She said she wasn’t particularly surprised, however, “because honestly,
no platforms care about sex workers.”[6]
OnlyFans
reversed their decision this past week, by the way. All explicit content can stay.[7]
“The voice of
the turtledove is heard in our land”. I
am absolutely dropping this story of the marginalization of sex workers into a
sermon about passion because we who are called to the fidelity of respectful
love are also called to acknowledge how we have helped create a culture that
does not work to realize that love. The
Song of Songs is a rich and wonderful back-and-forth between two lovers, a
wandering tapestry of “the joys, the ups and the downs, even painful longing
when apart and violence against the woman by her community when she searches
for her lover, of a relationship between two human beings who love one another”.[8] It is an invitation built into our holy text
that we are bound to each other, sexually or no, in relationship that is
meaningful enough to make a loved one’s return feel like spring, that calls us
into loving and being loved in the holiest of ways.
But we have
spent so much time talking about how passion leads us astray, how sex is
dangerous, how the wiles of lust twist us into something evil, that we—we of
the Church, we of Midwestern prudishness, we of generational reserve, we have
taken passion away from the narrative of love and boxed it off as its own
problem. We do not have sex workers and
porn sites because humanity is weirdly perverted—well, not only; we have sex
workers and porn sites because we have told the parts of ourselves that yearn
for that kind of closeness and that want to celebrate in our gazelle or our
young stag that it is wrong, that it is shameful, that we cannot call to our
lovers and speak of ripening figs.
And then we
ostracize the ones who step into that space as a profession? We turn away from their economic
exploitation, their lack of safe space, and say that they should have had a
better career? How, then, shall we call
ourselves Christian?
When Jesus allowed
a sinful woman—commonly thought to have been a prostitute—to wash his feet at
Simon’s house with the oil from her alabaster jar, He did not say that all sex
is terrible and your connection with it has made you less than human. He said, “Your sins are forgiven…Your faith
has saved you. Go in peace.”[9] When Jesus is asked about divorce by the
Pharisees, He doesn’t say everyone should go into seclusion and never have sex
again because it’s gross. He talks about
how infidelity is the real sin.[10] Over and over again, Jesus draws us back to our
connection to each other, our passionate selves that reach out with
oh-so-physical fingertips and say “the winter is past; / the rain is over and
gone” because we have each other, because we respect each other, because
we are passionate about the command to love one another as we love ourselves, naming
the fingerprints of God on our created selves.

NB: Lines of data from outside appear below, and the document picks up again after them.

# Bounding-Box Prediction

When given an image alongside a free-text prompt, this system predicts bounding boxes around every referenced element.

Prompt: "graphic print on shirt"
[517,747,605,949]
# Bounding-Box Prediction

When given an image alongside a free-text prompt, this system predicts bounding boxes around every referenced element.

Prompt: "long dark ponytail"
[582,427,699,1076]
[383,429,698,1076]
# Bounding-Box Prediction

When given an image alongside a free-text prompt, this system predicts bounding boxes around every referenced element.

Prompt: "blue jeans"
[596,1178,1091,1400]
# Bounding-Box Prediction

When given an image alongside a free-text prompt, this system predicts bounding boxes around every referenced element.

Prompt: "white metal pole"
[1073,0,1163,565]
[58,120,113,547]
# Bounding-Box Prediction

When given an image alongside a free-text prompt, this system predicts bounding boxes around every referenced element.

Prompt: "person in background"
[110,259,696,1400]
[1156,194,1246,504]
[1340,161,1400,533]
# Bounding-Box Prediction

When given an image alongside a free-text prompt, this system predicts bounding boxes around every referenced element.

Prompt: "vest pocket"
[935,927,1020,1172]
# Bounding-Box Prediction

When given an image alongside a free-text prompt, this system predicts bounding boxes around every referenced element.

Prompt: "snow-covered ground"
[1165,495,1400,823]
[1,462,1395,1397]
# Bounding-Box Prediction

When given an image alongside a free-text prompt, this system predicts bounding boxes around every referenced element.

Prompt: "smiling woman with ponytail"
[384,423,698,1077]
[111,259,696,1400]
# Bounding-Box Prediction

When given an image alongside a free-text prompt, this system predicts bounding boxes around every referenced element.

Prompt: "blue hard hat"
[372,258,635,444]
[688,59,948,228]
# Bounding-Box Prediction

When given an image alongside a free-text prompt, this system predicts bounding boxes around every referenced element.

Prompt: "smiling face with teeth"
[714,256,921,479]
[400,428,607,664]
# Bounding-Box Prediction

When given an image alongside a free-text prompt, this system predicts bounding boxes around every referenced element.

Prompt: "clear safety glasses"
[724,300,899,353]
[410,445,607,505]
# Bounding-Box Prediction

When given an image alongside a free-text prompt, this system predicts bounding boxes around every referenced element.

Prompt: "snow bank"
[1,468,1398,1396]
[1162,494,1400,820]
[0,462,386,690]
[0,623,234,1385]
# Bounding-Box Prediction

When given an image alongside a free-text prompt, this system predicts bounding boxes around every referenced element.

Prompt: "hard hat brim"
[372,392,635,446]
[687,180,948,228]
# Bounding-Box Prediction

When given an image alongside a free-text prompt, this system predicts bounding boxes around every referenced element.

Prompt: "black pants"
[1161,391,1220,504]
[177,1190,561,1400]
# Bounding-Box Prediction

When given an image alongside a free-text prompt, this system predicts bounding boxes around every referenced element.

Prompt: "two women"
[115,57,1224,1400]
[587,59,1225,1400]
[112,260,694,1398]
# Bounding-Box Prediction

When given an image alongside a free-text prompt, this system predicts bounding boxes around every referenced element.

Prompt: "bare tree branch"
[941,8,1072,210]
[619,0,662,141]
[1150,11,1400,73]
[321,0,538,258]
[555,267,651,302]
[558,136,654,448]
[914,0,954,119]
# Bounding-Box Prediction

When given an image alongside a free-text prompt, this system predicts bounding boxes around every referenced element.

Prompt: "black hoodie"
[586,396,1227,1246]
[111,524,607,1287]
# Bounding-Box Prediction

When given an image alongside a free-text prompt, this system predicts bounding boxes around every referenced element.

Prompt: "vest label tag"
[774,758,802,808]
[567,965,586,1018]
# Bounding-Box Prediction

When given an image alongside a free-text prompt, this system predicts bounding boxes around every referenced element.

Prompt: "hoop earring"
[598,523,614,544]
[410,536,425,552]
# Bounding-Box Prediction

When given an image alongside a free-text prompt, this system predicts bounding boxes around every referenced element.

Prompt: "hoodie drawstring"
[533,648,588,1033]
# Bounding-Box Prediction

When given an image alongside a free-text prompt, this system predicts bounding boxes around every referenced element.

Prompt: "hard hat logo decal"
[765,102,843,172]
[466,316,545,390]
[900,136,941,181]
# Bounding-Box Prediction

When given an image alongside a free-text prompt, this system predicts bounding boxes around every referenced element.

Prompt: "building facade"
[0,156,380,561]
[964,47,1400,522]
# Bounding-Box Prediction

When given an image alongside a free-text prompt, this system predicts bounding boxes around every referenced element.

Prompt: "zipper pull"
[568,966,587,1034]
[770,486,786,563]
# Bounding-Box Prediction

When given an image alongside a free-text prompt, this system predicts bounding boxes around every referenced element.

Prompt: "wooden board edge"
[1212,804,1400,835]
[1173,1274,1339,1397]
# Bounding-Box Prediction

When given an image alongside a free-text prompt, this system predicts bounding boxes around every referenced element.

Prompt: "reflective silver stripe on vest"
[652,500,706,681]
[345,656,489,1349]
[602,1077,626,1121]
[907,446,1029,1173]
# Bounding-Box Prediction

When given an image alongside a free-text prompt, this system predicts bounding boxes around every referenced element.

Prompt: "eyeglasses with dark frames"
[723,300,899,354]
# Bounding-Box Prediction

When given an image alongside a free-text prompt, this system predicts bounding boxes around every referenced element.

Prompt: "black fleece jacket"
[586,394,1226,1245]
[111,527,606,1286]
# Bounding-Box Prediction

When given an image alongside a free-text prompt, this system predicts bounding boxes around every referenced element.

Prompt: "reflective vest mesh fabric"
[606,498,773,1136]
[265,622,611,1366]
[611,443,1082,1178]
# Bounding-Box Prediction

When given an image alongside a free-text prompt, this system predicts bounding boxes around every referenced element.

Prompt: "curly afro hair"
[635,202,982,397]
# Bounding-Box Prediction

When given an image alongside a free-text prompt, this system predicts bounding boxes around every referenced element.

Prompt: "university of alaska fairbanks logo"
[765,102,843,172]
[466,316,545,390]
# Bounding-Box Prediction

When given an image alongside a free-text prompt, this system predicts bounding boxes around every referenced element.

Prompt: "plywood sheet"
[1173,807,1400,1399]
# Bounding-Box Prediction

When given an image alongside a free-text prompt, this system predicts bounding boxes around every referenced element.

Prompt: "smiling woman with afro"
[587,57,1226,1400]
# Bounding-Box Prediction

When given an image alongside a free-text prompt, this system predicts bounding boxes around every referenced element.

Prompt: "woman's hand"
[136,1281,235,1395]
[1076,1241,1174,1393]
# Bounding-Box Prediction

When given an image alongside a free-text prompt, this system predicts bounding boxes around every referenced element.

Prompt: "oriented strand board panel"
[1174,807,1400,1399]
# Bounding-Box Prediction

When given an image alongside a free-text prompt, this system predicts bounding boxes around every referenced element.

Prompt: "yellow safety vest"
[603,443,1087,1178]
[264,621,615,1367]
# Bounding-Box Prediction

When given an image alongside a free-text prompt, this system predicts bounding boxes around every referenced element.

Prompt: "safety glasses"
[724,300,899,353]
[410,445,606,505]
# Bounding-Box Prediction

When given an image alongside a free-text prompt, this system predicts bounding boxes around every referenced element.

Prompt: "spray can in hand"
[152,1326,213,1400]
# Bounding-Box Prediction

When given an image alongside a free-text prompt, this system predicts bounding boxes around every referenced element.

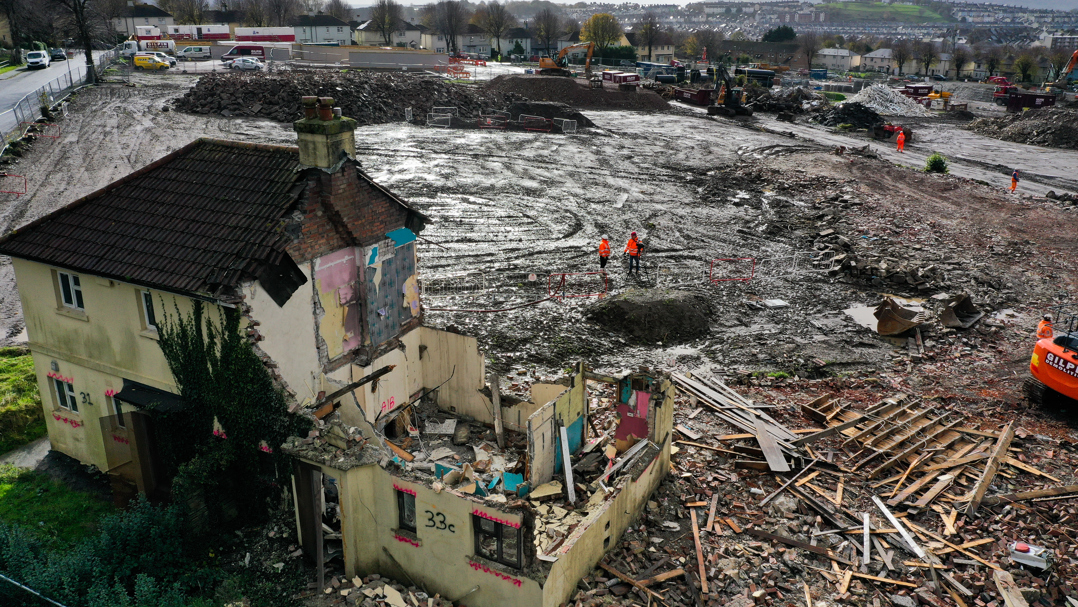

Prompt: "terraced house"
[0,100,674,607]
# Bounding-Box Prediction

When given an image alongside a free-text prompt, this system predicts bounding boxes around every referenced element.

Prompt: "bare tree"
[581,12,621,50]
[693,28,720,60]
[298,0,323,14]
[265,0,299,26]
[951,45,969,79]
[532,6,560,57]
[421,1,469,54]
[51,0,97,82]
[0,0,34,62]
[1048,49,1072,82]
[370,0,402,46]
[173,0,210,24]
[915,41,939,76]
[638,11,660,63]
[1012,52,1036,84]
[240,0,271,26]
[479,1,516,59]
[799,32,819,68]
[982,45,1002,77]
[892,39,912,76]
[325,0,349,21]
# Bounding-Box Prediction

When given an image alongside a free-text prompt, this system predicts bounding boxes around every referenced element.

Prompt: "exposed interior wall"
[242,265,321,402]
[361,239,418,351]
[13,258,203,470]
[418,327,491,421]
[313,248,363,364]
[344,329,423,425]
[526,368,586,487]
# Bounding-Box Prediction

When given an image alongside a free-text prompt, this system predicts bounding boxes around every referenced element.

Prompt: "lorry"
[121,38,176,58]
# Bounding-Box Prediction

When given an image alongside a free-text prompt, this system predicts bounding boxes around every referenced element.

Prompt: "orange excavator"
[538,42,595,77]
[1044,49,1077,97]
[1025,308,1078,407]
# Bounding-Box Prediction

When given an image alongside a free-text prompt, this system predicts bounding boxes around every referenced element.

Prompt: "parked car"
[229,57,263,71]
[619,59,635,67]
[133,54,170,70]
[177,46,213,61]
[26,50,50,69]
[152,51,177,67]
[49,48,67,61]
[931,74,947,81]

Everyone is part of that creation—including our beloveds.
“Arise, my
love, my beautiful one”. “Today’s
lesson, like the larger work[,] celebrates human sexuality as part of God’s
good creation,” writes Professor Wil Gafney.
“[T]he garden setting may well be intended to evoke the Garden of Eden…In
the Song, the woman and man are in harmony with one another and with the
natural world; the brokenness of relationships between humans and between
humans and the earth is healed.”[11]
What a
wondrous way to celebrate this poem of yearning and love and passion: to heal the fear we have of our own
passionate selves. What a beautiful step
toward the justice Jesus modeled for us:
to call for protection of those who are broken on the commercialistic
wheel of shame our faith tradition helped create. Gafney continues, “The Greek philosophical
tradition that will become so important to the Church Fathers as many of them
reject and restrict sensuality, sexual love and bodiliness is unknown here.
This text does not share the later dualism separating flesh and spirit inspired
by Greek philosophy in which the body and its desires are regarded as being
lower or lesser than spiritual things. Body and soul are one here, united in
love.
“As a part of the larger Christian
canon, this passage is also available for an incarnational reading, focusing on
the humanity in which Jesus of Nazareth was clothed. That humanity was not just
miserable unredeemed flesh, but also joyful, loving, touching, sexually mature
flesh.”[12]
“My beloved
speaks and says to me: / ‘Arise, my love, my beautiful one, / and come
away, / for behold, the winter is past; / the rain is over and gone.”
We have been
imprisoned in the winter of our own uncertainty for so long, Church; we have
watched the unending rain of disconnect from our passionate selves, made good
at the very beginning by a God Who loved what was crafted from the muddy earth. Shall we breathe deeply of the fragrance of
flowering figs that draws us to live in the world as though we are meant to be
here in the fulness of who we are, claiming the fidelity shown us in equal
relationships that value all participants?
Shall we reclaim the passion we have been given by a passionate God Who
taught us to love in all the wondrous varieties as partners who willingly,
consensually, beautifully dance over the hills while the turtledove sings? Shall we take up our position in the public
square as followers of a Christ Who saw all people as worthy of loving
and being loved? I hope so. I pray so.
May we have the wonder to
embrace the fullness of our created selves in love, the courage to embrace the
fulness of our created selves in love, and the passion to embrace the fulness
of our created selves in love. Amen.